3. Develop new methods that can be used to analyse novel types of bioinformatics data.
Content
1. Brief overview of molecular data. Introduction to statistical methods for high-dimensional data, linear models and regularization methods
- Big-p small-n problems
- Multiple testing techniques (inference correction, false discovery rates, q-values)
- The correlation vs. causation and prediction vs. hypothesis differences
- Penalized regression approaches, principal component regression
2. Analysis of mapped reads from mRNA data
- General assembly
- Dynamic programming of pairwise alignment
- Alignment methods for mRNA data
- Poisson methods for expression quantification and transcript distribution
3. Genome-wide association studies
- Multiple testing problems
- Imputation
- Common variants vs rare variants. Sequence Kernel Association Test
- Regularization methods, SVM
- Enrichment approaches, gene-set analyses,
4. Network biology
- Quality assessment and heterogeneous data integration
- Biomedical text mining (named entity recognition & co-occurrence analysis)

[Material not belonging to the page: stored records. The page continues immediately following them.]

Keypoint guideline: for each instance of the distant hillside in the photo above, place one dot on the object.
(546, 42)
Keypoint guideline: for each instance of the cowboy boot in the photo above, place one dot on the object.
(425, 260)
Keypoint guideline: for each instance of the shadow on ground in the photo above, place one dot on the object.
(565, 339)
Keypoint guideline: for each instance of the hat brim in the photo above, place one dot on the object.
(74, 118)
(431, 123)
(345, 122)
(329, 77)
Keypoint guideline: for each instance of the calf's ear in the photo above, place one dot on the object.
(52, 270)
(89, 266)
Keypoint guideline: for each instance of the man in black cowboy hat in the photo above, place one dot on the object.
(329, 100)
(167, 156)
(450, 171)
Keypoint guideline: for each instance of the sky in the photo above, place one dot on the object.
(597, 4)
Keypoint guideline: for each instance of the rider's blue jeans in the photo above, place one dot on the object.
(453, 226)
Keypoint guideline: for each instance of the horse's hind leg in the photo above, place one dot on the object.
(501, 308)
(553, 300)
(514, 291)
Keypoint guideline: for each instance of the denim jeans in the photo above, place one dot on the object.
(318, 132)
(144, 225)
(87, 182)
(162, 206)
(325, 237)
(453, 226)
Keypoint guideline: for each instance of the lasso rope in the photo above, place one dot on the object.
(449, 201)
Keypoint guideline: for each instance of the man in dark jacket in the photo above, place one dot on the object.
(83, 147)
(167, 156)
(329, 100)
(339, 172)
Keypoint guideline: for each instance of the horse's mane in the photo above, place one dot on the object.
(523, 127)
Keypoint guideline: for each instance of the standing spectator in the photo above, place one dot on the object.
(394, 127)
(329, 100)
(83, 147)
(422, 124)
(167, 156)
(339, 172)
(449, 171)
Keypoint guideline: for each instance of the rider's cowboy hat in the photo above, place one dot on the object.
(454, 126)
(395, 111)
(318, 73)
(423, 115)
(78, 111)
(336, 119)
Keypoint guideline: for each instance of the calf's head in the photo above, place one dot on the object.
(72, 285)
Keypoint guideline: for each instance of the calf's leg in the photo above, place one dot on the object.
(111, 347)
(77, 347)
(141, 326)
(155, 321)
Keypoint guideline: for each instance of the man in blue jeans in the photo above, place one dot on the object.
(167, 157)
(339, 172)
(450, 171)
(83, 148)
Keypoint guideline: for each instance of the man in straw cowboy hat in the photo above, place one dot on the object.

- Network analysis with STRING and Cytoscape
5. Integrative data analysis
- Zero-inflated and hurdle models (microbiome data and RNA-seq revisited)
- Compositional data analysis
- Gene expression analyses
- Combining data and making inference from multiple platforms and experiments
Participants
The course is tailored for Ph.D.-students with experience in mathematics, statistics, or bioinformatics, who wish to have more knowledge about the statistical methods underlying the approaches used for common problems in bioinformatics.
A basic knowledge of statistics including a little exposure to calculus is expected. However, little or no previous exposure to the topics covered is expected. Students from applied fields are welcome on the course but should expect extra focus on the statistical methodology.
Relevance to graduate programmes
The course is relevant to PhD students from the following graduate programmes at the Graduate School of Health and Medical Sciences, UCPH:
All graduate programmes
Language
English
Form
The course will consist of 5 full days with lectures before lunch and hands-on computer exercises after lunch each day
Course director
Claus Thorn Ekstrøm, Professor, Section of Biostatistics, Department of Public Health, University of Copenhagen, ekstrom@sund.ku.dk
Teachers
Claus Thorn Ekstrøm, Professor, Section of Biostatistics, University of Copenhagen.
Stefan Seeman, Associate Professor, Animal Genetics, Bioinformatics and Breeding, University of Copenhagen.
Nadezhda Tsankova Doncheva, Assistant Professor, Novo Nordic Foundation Center for Protein Research, Disease Systems Biology, University of Copenhagen.
Dates
28, 29, 30 April, 1, 2 May 2025, all days 8-15
Course location
CSS
Registration
Please register before 24 March 2025
Seats to PhD students from other Danish universities will be allocated on a first-come, first-served basis and according to the applicable rules.
Applications from other participants will be considered
Note: All applicants are asked to submit invoice details in case of no-show, late cancellation or obligation to pay the course fee (typically non-PhD students). If you are a PhD student, your participation in the course must be in agreement with your principal supervisor.